CLASH: Complementary Learning with Neural Architecture Search for Gait Recognition

CLASH: A Gait Recognition Framework Based on Complementary Learning and Neural Architecture Search

Research Background

Gait recognition is a biometric technology that identifies individuals based on their walking patterns. This technology has widespread applications in security screening, video retrieval, and identity recognition due to its ability to perform identification from a distance without requiring the cooperation of the individual. However, recognition methods based on human silhouettes face several issues: the binarized sparse boundary representation lacks rich spatiotemporal information, making most silhouette pixels insensitive to gait patterns. To enhance sensitivity to gait patterns while maintaining robustness in recognition, this paper introduces a framework called Complementary Learning with Neural Architecture Search (CLASH), aiming to address the aforementioned issues.

Neural network structure used for gait recognition

Paper Source

This paper was written by Huanzhang Dou, Pengyi Zhang, Yuhan Zhao, Lu Jin, and Xi Li, who are from Zhejiang University and Ant Group. The paper was published in Volume 14, Issue 8 of the “Journal of Latex Class Files” in August 2021.

Research Process

The research process in this paper mainly includes three parts: developing a gait descriptor, performing complementary learning, and validating experiments.

Development of the Gait Descriptor

Firstly, the authors propose a gait descriptor called Dense Spatial-Temporal Field (DSTF), which captures subtle motion variations by converting from binarized boundaries to texture representations based on dense distances. This method uses Bidirectional Distance Transform (Bi-DT) to convert each pixel’s value to its distance from the nearest boundary pixel. Considering the different semantics and pixel distributions between the foreground and background, the authors propose a foreground/background separation strategy, explicitly separating the foreground and background using signed distance functions and normalization.

Complementary Learning

To effectively utilize the sensitivity of the DSTF gait descriptor and the robustness of human silhouettes, the paper proposes a complementary learning method based on Neural Architecture Search (NAS). Specifically, the authors design a task-specific search space, integrating the features of human silhouettes and DSTF through bi-level optimization and Multi-Descriptor Cell (MD) units.

Experimental Results

Experimental results show that the proposed method outperforms existing methods on multiple mainstream datasets, both in laboratory and real-world environments.

Performance in Laboratory Environments

On the CASIA-B database, the CLASH framework achieves significant performance improvements under three common test conditions (normal, carrying bag, and clothing variation).

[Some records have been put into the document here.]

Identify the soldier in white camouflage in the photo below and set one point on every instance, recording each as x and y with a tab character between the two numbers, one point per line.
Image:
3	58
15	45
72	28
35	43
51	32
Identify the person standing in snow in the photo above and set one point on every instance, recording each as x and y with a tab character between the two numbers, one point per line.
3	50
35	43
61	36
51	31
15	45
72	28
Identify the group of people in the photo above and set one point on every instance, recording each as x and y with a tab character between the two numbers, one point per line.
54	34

Particularly, with a resolution of 128×88, the Rank-1 accuracy reaches 98.8%, 96.5%, and 89.3%, respectively.

On the OU-MVLP database, the CLASH framework achieves an average Rank-1 accuracy of 91.9% across all angles, significantly outperforming previous best methods.

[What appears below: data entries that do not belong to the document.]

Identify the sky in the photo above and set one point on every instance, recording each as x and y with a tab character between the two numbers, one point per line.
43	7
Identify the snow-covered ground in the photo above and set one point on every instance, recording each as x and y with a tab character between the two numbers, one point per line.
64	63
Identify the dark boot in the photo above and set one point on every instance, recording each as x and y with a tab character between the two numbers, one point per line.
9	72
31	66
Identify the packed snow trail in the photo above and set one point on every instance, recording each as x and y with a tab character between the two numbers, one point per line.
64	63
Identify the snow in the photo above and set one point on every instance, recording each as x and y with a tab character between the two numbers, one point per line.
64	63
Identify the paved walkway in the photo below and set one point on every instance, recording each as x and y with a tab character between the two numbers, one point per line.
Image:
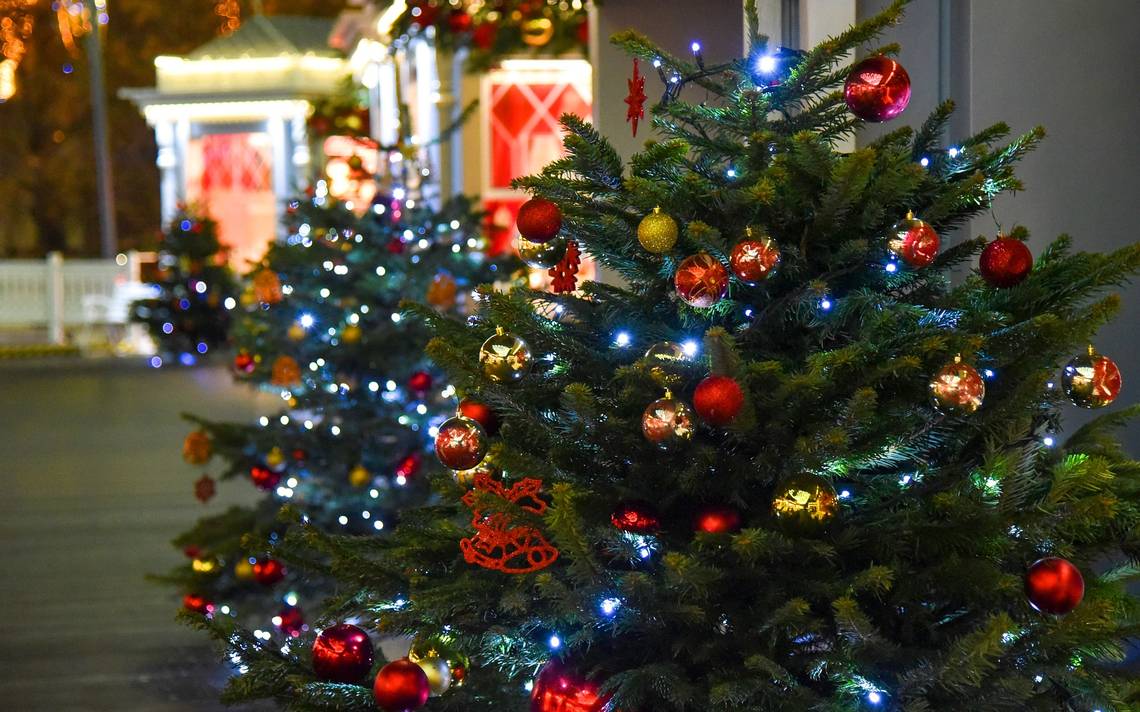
92	488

Performance in Real-World Environments

On the latest real-world datasets Gait3D and GREW, the CLASH framework improves the Rank-1 accuracy by 16.3% and 19.7%, respectively, significantly outperforming silhouette-based methods and, in some conditions, even methods that rely on additional 3D information.

Research Conclusions and Value

The CLASH framework proposed in this paper effectively improves the accuracy and robustness of gait recognition by combining texture representations based on dense distances with complementary learning methods based on neural architecture search. The DSTF descriptor enhances sensitivity to gait patterns by capturing subtle motion variations and solving numerical issues through a foreground/background separation strategy. The complementary learning achieved through NAS not only reduces manual tuning workload but also ensures efficient complementarity between different gait descriptors. These innovations provide new ideas and tools for gait recognition research, having significant scientific and practical value.

Highlights and Innovations

  1. Gait Descriptor DSTF: Enhances sensitivity to walking patterns through bidirectional distance transform and a foreground/background separation strategy.
  2. Neural Architecture Search for Complementary Learning: Utilizes NAS to automatically design complementary learning architectures, improving the integration of silhouette and DSTF features.
  3. Experimental Results: The CLASH framework exhibits excellent performance in both laboratory and real-world environments across multiple datasets, validating its effectiveness and robustness.

The proposed method significantly advances the accuracy and robustness of gait recognition technology, providing robust technical support for practical applications in security surveillance, identity recognition, and more. Future research can test and optimize this method in more real-world scenarios, further promoting the development and application of gait recognition technology.